There was no evading the directness of that demand. “I never knew but one girl named Carol,” he said. “She squinted.”

“What of it? I don't squint. Do I? Do I? DO I?”

With each repetition of her defiance she took one step nearer him, until at the last she was fairly standing on tiptoe under his nose. Cyrus the Gaunt looked down into those radiant eyes that grew wider and deeper and deeper and wider, until his heart, which had been slipping perilously of late, fell into them and was hopelessly lost. “Do I?” she demanded once more.

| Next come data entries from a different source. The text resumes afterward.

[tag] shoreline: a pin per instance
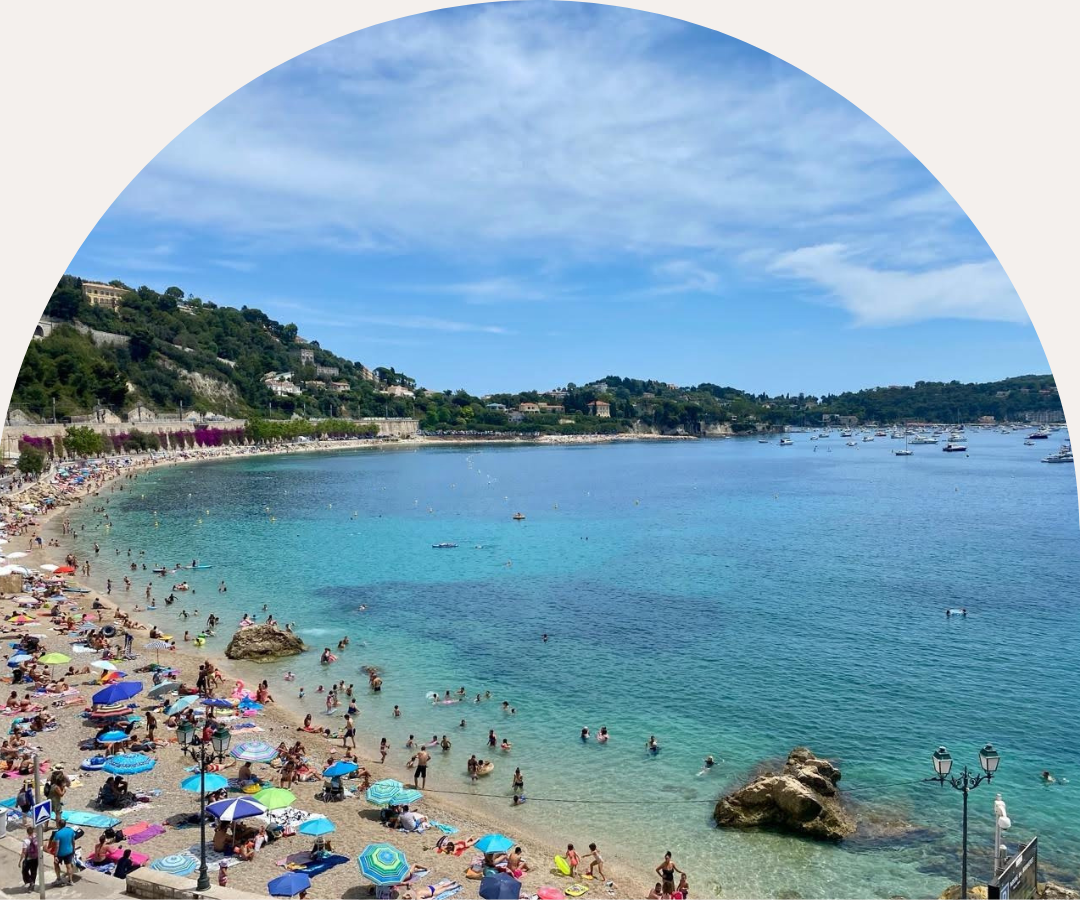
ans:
(283, 720)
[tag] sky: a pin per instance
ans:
(515, 196)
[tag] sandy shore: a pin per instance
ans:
(356, 821)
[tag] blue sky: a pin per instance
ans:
(514, 196)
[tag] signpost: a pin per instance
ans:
(1018, 876)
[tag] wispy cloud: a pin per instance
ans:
(890, 297)
(556, 136)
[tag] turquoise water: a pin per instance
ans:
(729, 598)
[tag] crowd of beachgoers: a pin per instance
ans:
(116, 715)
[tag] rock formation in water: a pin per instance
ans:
(262, 642)
(800, 798)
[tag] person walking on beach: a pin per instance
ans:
(422, 757)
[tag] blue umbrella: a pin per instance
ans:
(176, 864)
(288, 885)
(117, 693)
(183, 703)
(500, 886)
(314, 828)
(129, 764)
(230, 810)
(340, 768)
(214, 782)
(494, 844)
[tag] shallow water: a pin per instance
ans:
(727, 596)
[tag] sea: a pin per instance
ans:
(729, 598)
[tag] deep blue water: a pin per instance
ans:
(727, 596)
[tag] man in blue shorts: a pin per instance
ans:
(65, 851)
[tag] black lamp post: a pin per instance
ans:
(219, 742)
(989, 760)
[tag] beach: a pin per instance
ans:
(358, 822)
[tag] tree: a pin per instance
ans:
(31, 461)
(82, 441)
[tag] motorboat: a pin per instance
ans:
(1064, 455)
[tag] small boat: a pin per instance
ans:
(1064, 455)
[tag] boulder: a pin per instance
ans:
(264, 642)
(800, 798)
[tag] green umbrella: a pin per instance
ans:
(274, 797)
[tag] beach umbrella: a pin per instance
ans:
(176, 864)
(214, 782)
(163, 688)
(381, 792)
(288, 885)
(274, 797)
(316, 828)
(183, 703)
(405, 796)
(254, 751)
(500, 886)
(117, 693)
(230, 810)
(129, 764)
(339, 769)
(494, 844)
(382, 864)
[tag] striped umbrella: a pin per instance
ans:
(382, 792)
(405, 796)
(230, 810)
(382, 864)
(316, 828)
(274, 797)
(214, 782)
(254, 751)
(176, 864)
(129, 764)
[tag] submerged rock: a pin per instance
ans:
(264, 642)
(801, 798)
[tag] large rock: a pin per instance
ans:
(800, 798)
(262, 642)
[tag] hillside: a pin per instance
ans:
(184, 354)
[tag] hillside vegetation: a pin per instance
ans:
(186, 354)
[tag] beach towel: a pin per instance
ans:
(146, 834)
(83, 819)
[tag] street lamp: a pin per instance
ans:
(966, 782)
(219, 743)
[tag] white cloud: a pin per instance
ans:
(891, 297)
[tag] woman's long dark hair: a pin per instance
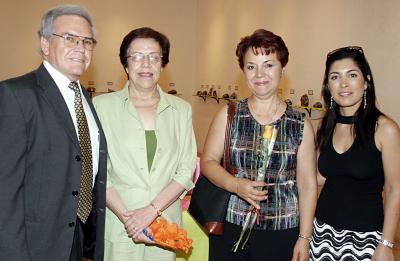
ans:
(364, 118)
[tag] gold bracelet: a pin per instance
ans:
(305, 237)
(159, 212)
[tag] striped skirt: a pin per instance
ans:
(329, 244)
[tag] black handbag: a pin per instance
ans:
(209, 203)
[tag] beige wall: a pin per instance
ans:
(113, 20)
(204, 34)
(310, 29)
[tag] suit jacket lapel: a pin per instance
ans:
(54, 98)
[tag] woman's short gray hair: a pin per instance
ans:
(46, 29)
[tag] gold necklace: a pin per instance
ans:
(277, 105)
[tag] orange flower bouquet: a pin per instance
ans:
(169, 235)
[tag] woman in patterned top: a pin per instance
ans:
(286, 203)
(359, 149)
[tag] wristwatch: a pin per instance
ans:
(386, 243)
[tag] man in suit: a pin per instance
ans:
(53, 151)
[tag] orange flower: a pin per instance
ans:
(170, 235)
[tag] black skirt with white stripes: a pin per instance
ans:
(329, 244)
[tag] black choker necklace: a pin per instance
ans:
(344, 119)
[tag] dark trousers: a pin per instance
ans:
(263, 245)
(77, 245)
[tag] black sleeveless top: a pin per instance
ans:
(351, 198)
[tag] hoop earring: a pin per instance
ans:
(365, 99)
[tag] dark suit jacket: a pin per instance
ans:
(40, 173)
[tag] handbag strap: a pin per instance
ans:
(227, 155)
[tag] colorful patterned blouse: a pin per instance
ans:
(280, 210)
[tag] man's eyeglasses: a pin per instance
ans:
(347, 48)
(72, 41)
(153, 58)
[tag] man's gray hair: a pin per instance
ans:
(46, 29)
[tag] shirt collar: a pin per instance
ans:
(61, 80)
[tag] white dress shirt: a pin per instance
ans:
(68, 94)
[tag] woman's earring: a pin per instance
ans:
(365, 99)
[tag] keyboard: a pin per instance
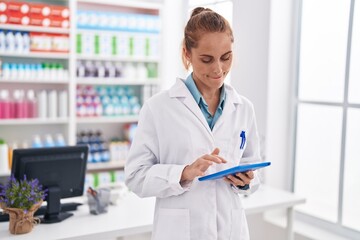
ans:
(65, 207)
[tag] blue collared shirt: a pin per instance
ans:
(211, 119)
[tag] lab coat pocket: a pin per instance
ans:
(238, 149)
(239, 228)
(172, 224)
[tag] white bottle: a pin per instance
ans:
(19, 43)
(26, 42)
(141, 72)
(63, 104)
(4, 158)
(10, 42)
(42, 104)
(52, 107)
(2, 41)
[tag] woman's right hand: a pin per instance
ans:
(200, 165)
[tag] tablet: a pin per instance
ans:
(240, 168)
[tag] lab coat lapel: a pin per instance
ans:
(181, 92)
(231, 102)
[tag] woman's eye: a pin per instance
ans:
(206, 60)
(226, 58)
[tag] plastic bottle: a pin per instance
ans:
(12, 147)
(53, 106)
(141, 72)
(19, 43)
(80, 69)
(110, 69)
(2, 41)
(4, 158)
(5, 104)
(42, 104)
(59, 140)
(36, 142)
(63, 104)
(10, 42)
(49, 142)
(31, 104)
(26, 42)
(19, 104)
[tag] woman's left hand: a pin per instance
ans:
(240, 179)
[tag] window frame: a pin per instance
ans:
(337, 227)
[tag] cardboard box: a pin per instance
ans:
(39, 10)
(60, 12)
(37, 20)
(18, 8)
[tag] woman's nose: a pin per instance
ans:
(217, 67)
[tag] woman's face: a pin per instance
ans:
(211, 60)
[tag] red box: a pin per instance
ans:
(3, 7)
(40, 21)
(39, 10)
(59, 22)
(60, 12)
(18, 19)
(18, 8)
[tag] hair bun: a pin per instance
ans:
(198, 10)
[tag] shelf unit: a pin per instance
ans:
(20, 129)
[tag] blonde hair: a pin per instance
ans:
(202, 20)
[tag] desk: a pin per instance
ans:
(134, 215)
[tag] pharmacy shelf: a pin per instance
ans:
(119, 59)
(116, 81)
(46, 55)
(37, 81)
(125, 3)
(109, 119)
(33, 121)
(17, 27)
(102, 166)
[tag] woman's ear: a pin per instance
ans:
(186, 54)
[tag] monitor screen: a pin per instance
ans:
(61, 170)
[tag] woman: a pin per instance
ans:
(197, 127)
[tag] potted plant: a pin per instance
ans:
(20, 199)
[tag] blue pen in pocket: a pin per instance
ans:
(243, 139)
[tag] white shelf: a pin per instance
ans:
(46, 55)
(18, 27)
(126, 3)
(117, 81)
(33, 121)
(118, 58)
(108, 119)
(47, 81)
(104, 165)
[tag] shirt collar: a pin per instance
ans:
(190, 84)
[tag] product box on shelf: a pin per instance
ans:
(46, 42)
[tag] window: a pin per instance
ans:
(327, 150)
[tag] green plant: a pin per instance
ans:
(21, 194)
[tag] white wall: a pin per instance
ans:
(250, 70)
(263, 72)
(175, 17)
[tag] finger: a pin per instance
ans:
(244, 178)
(216, 151)
(236, 181)
(222, 159)
(213, 158)
(250, 174)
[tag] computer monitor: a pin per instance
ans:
(61, 170)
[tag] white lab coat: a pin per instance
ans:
(172, 133)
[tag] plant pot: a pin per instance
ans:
(21, 221)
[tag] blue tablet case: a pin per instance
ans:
(240, 168)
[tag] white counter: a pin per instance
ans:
(133, 215)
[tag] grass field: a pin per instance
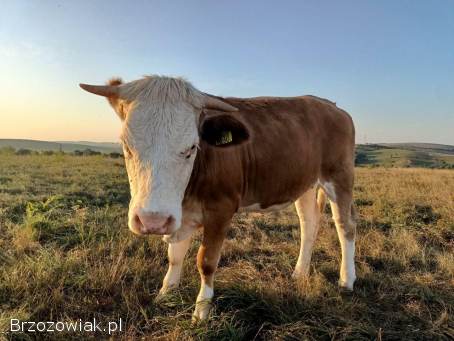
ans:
(66, 254)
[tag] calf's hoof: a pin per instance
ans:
(300, 274)
(201, 311)
(164, 293)
(346, 285)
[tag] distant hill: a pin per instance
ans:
(426, 155)
(60, 146)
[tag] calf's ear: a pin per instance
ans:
(223, 131)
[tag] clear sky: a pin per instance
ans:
(389, 63)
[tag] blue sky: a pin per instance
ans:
(389, 63)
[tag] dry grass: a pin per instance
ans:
(66, 254)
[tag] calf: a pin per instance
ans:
(194, 159)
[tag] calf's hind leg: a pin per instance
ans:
(309, 216)
(344, 219)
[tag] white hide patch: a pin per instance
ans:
(258, 208)
(203, 303)
(328, 187)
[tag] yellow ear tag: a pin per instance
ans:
(225, 138)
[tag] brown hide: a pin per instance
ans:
(293, 143)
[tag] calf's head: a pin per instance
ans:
(161, 133)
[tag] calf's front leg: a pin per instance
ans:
(176, 254)
(207, 262)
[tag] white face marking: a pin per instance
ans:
(257, 208)
(160, 144)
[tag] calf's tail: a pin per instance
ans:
(321, 200)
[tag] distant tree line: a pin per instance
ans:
(86, 152)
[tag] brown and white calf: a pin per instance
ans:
(194, 159)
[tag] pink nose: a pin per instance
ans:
(152, 223)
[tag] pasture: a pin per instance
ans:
(66, 254)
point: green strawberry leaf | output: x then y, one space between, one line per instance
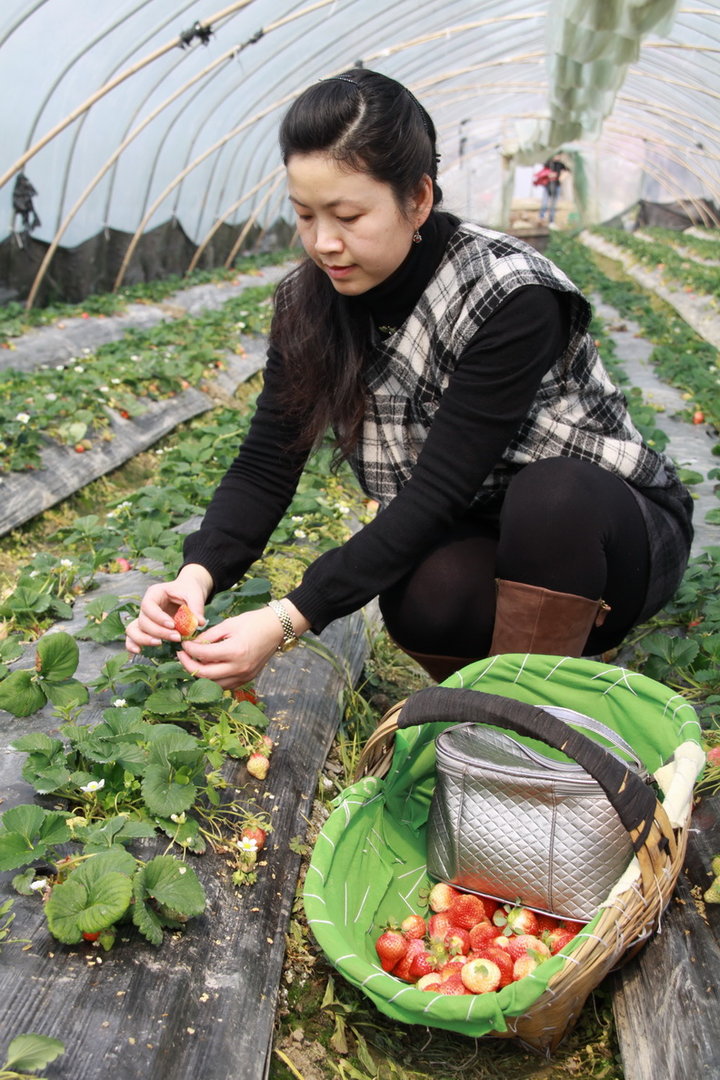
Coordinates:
66 693
174 885
57 657
146 920
21 694
27 1053
163 795
75 908
204 691
166 702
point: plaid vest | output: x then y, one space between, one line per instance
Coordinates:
578 412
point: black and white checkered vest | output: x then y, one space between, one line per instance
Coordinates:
578 412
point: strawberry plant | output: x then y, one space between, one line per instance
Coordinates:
677 268
93 891
27 1053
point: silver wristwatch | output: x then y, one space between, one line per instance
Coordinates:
289 637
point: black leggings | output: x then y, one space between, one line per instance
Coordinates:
565 525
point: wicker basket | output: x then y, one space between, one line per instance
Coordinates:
628 917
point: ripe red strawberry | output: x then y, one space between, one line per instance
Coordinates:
413 926
457 941
481 933
440 896
480 976
438 926
490 906
423 963
524 966
391 946
465 910
245 693
557 939
502 958
255 833
453 985
257 766
521 920
404 967
186 622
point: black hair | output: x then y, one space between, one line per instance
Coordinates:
369 123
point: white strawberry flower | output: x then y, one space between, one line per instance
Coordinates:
94 785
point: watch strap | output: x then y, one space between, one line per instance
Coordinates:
289 637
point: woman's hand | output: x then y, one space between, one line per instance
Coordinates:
154 622
235 650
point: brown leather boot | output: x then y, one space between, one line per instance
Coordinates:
438 667
529 619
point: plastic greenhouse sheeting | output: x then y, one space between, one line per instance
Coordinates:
368 866
128 115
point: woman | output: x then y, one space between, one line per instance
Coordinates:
519 509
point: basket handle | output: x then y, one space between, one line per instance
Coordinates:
633 800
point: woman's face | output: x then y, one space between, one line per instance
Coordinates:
351 225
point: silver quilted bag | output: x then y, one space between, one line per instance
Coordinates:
510 822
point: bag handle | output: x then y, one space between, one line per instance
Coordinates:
598 728
633 800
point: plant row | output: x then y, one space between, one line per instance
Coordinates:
661 254
680 646
70 403
15 319
155 764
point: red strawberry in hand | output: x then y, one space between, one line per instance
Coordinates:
186 622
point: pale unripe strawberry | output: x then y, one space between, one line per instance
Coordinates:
480 976
524 966
258 766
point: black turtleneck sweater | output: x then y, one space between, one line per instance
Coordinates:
487 399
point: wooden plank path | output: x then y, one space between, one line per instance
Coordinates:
667 999
203 1003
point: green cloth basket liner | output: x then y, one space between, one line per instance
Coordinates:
368 865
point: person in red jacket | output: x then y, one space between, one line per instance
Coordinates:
519 508
551 189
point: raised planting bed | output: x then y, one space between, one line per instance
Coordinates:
203 1001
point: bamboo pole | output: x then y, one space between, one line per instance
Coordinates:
110 85
226 214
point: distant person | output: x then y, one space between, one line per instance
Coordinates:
520 510
552 173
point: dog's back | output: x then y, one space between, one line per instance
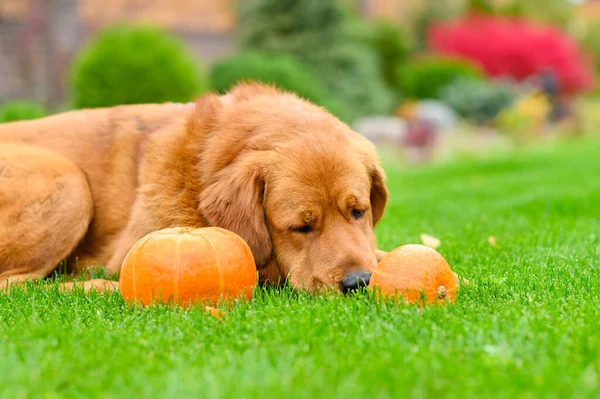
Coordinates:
107 145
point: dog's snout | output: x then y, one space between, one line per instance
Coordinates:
354 281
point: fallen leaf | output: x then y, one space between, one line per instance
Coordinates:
430 241
460 280
214 312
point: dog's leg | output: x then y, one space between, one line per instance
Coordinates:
45 209
379 254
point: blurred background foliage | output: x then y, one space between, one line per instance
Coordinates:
486 63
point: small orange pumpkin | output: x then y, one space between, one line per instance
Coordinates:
412 271
188 265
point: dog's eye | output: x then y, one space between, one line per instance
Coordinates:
357 214
303 229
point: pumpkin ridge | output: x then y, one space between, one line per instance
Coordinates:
219 267
177 265
141 250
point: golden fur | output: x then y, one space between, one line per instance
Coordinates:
86 185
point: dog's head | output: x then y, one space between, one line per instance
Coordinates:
298 185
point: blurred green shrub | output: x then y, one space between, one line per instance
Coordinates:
12 111
424 78
322 34
134 65
283 71
428 13
590 41
555 12
479 101
393 48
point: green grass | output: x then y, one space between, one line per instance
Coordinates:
527 326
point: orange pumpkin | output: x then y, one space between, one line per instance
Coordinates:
187 265
413 271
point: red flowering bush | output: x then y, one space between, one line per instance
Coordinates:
514 47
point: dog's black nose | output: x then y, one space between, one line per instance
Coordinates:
355 280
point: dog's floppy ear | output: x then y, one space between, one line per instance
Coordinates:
379 192
234 200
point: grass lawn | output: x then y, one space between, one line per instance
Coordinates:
527 326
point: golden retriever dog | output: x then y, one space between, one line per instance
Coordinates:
297 184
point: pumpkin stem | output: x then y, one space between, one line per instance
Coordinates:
442 292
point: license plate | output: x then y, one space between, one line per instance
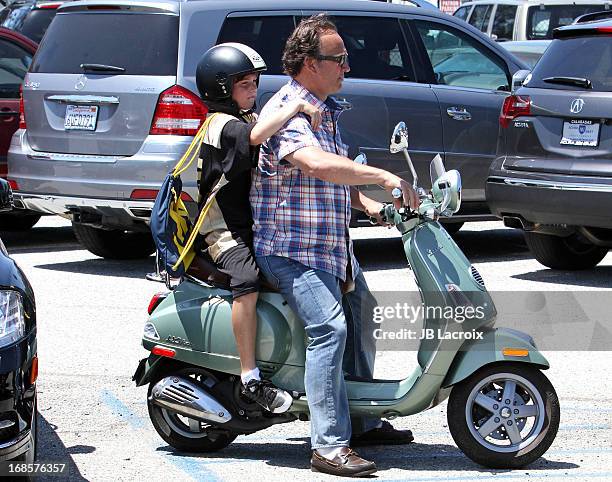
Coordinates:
81 117
578 132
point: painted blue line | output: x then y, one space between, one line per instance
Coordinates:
119 408
194 467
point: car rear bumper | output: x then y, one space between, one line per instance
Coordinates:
96 190
551 202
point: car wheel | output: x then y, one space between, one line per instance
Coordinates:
17 221
114 244
504 416
564 253
452 228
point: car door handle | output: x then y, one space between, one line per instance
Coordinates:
342 102
458 114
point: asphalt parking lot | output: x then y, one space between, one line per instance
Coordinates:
90 317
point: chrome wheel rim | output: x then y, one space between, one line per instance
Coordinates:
505 412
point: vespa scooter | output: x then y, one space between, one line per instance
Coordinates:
502 410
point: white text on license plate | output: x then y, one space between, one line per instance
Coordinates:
579 132
81 117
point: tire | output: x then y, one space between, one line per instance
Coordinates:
15 221
114 244
564 253
536 432
180 432
452 228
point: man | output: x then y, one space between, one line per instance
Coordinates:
301 200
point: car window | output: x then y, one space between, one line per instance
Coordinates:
267 35
582 57
543 19
14 63
376 48
480 17
462 12
117 39
458 60
35 24
503 22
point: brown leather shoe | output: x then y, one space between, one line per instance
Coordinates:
346 463
385 435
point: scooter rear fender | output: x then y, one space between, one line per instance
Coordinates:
476 354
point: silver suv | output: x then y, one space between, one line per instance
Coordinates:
110 101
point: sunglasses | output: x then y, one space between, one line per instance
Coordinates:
341 60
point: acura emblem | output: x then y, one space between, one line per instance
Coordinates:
80 85
576 106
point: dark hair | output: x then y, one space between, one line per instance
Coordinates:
305 42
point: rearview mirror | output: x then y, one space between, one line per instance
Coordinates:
6 196
399 138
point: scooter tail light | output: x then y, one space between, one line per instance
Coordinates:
155 301
34 370
514 106
519 352
163 351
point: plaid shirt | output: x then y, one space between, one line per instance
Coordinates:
295 215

Cyrus responded with a loud yell. Inappropriate as the outcry was, it saved a situation becoming potentially dangerous, for not far below those luminous eyes was a dimple that flickered at the corner of a challenging mouth; unconsciously challenging, doubtless, yet—And then Fluff, opportunely descrying her imaginary butterfly on the side of Cyrus's trouser-leg, made a flying leap and drove ten keen claws through the fabric into the skin beneath. Her mistress dislodged the too ardent entomologist, and apologized demurely.

“You see,” said she, “you've become an intimate of the household. When you're too busy to come and see us, Fluff and I will peek out and admire you as you go plunging past on your irresistible course.”

“It's going to be a lonely job,” said Cyrus the Gaunt wistfully, “compared to this one.”